Under the amendments a covered enterprise is one which has employees “engaged in commerce or in the production of goods for commerce * * * including employees handling, selling, or otherwise working on goods that have been moved in or produced for commerce.” 29 U.S.C. § 203(s).
2 The issue before us, then, is whether the Beck Building has employees involved in commerce in the manner prescribed by the Act. We think it does.On this appeal the Secretary grouped the Beck Building employees into five separate categories, to wit: (1) Office employees; (2) building maintenance personnel (maids, porters, and boiler room employees);
3 (3) parking lot attendants; (4) concession stand employees;4 and (5) a single maid/elevator operator. We are of the opinion that the office employees are “engaged in commerce or in the production of goods for commerce.” It is, therefore, unnecessary for us to consider whether employees in the remaining four categories are so engaged since they become, by virtue of the office employees’ engagement in commerce,, employed in a covered enterprise and are entitled to the benefits of the Act.We note the following facts. Defendant Travis Edwards, Inc., is a Louisiana corporation headquartered in Shreveport, the situs of the Henry C. Beck Building. Its president, Henry C. Beck, who is also a director and shareholder, resides in Dallas, Texas. Two other officers of the corporation, themselves directors and shareholders,, likewise live out-of-state, one in Dallas and one in Atlanta, Georgia.

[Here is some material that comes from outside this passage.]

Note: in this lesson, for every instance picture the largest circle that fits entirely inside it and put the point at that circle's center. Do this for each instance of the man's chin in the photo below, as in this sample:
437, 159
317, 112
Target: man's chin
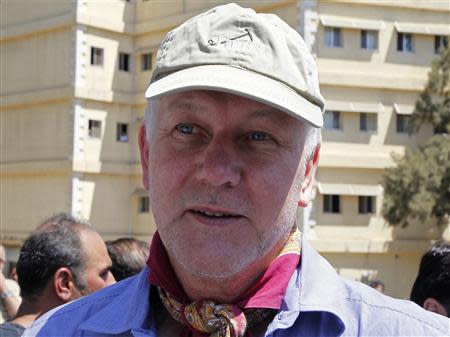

With respect to the office employees the stipulated facts reveal that these employees regularly and customarily performed various clerical and bookkeeping duties including the preparation and making of rent ledgers, bank deposits, accounts receivable and payable.
“These daily and weekly facts and figures are then assimilated into three reports, copies of which are mailed to Henry C. Beck, President, Travis Edwards, Inc., Dallas, Texas, each month.
“These reports included the following:
“(1) Building owners and managers association report. This mainly reflects the balance, the profit and loss statement, operating expense breakdown, a summary of the payroll, a schedule of receipts and expenses of parking lot.
*1053 “(2) Receipts and disbursements which show receipts from each category such as rent, and parking lot and the amount of disbursements which include expenses and the payroll information. Prior to January 1, 1970, this report reflected the receipts and expenses of the concession stand.“(3) - A monthly rent analysis showing tenants that paid or failed to pay. A copy of the rent analysis is also forwarded to the following officers, directors and stockholders of defendant, Travis-Edwards, Inc.
(a) Mr. Wirt Davis, Dallas, Texas.
(b) Mr. Joe B. Hutchison, Atlanta, Georgia.”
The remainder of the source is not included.